# time of the day



## hhtt

"time of the day" ifadesinin Türkçe'deki karşılıkları neler olabilir?


----------



## MamaJello

Günün ... vakti. 
Günün ... saati.


----------



## Şafak

hhtt said:


> "time of the day" ifadesinin Türkçe'deki karşılıkları neler olabilir?


Bize bir örnek verebilir misin? Bu ifadeyi cümlede görmek istiyorum. O zaman cümleyi İngilizceden Türkçeye çevirebileceğiz.


----------



## hhtt

Jennifer Weiss said:


> Bize bir örnek verebilir misin? Bu ifadeyi cümlede görmek istiyorum. O zaman cümleyi İngilizceden Türkçeye çevirebileceğiz.



"dusk is the time of the day when the daylight fades."


----------



## Şafak

Bu durumda cümleyi bu şekilde çeviririm:

_Alacakaranlık, gün ışığının kaybolduğu zaman(dır)._

Dürüst olmak gerekirse, cümleyi farklı bir şekilde nasıl tercüme edeceğimi bilmiyorum.


----------



## hhtt

Jennifer Weiss said:


> Bu durumda cümleyi bu şekilde çeviririm:
> 
> _Alacakaranlık,* gün ışığının kaybolduğu* zaman(dır)._
> 
> Dürüst olmak gerekirse, cümleyi farklı bir şekilde nasıl tercüme edeceğimi bilmiyorum.



Ben de tam bilmiyorum. Belki de "*gündüz aydınlığının kararmaya başladığı*" veya "*aydınlığın iyice zayıfladığı*" olabilir.


----------



## RimeoftheAncientMariner

sanırım "gün yüzü"

she won't give you the time of   day - çok çektirecek sana

ama doğru kullanım

" the time of day "


----------



## RimeoftheAncientMariner

ama benim örneklerim sizin cümlenizi karşılamaz


"dusk is the time of the day when the daylight fades."

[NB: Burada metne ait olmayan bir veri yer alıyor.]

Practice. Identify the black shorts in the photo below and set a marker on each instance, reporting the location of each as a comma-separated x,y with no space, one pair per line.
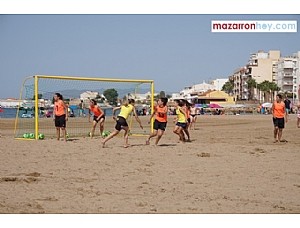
278,122
183,125
96,118
159,125
60,121
121,122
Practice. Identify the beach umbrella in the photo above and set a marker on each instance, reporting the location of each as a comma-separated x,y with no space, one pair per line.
267,105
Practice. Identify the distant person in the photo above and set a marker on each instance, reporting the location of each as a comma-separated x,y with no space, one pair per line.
298,115
125,110
193,117
186,108
160,122
181,120
98,117
280,116
81,108
60,115
287,104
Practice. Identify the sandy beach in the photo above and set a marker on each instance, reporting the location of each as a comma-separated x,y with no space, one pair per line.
231,166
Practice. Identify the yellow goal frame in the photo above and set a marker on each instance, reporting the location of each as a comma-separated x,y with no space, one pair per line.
36,86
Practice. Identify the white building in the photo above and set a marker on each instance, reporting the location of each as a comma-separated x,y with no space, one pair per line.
11,103
142,96
89,95
218,83
288,75
191,92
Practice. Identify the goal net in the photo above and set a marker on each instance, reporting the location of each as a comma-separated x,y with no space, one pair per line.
34,117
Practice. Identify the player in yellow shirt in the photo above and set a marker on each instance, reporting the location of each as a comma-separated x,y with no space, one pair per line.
181,120
125,110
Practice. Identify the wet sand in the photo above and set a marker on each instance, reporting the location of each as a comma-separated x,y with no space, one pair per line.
231,166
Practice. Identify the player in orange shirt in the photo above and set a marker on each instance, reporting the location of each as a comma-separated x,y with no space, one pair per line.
160,122
280,116
60,115
99,117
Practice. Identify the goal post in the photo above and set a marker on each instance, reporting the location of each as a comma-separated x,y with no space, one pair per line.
34,114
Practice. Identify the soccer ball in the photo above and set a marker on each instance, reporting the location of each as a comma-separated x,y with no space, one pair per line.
105,133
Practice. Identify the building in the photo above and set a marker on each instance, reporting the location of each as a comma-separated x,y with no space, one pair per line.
288,75
217,97
240,87
261,66
89,95
218,83
191,92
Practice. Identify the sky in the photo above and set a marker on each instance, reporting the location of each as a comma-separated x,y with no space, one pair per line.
173,50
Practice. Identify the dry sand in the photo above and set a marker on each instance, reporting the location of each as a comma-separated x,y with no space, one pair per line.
231,166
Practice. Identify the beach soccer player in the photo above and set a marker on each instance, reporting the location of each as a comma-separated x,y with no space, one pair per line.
187,108
60,115
160,122
181,120
99,117
121,121
280,116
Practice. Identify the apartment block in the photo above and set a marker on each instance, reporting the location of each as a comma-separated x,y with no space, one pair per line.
288,75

gün ışığının kararması(dusk - akşam karanlığı )   günün gün ışığının solduğu vakittir.

From Dusk 'Til Dawn 

diye de bir film vardır.

çok üst üste post olduysa lütfen bir mod silsin.

Teşekkürler!


----------



## hhtt

RimeoftheAncientMariner said:


> çok üst üste post olduysa lütfen bir mod silsin.



Üst üste post olması daha iyi.


----------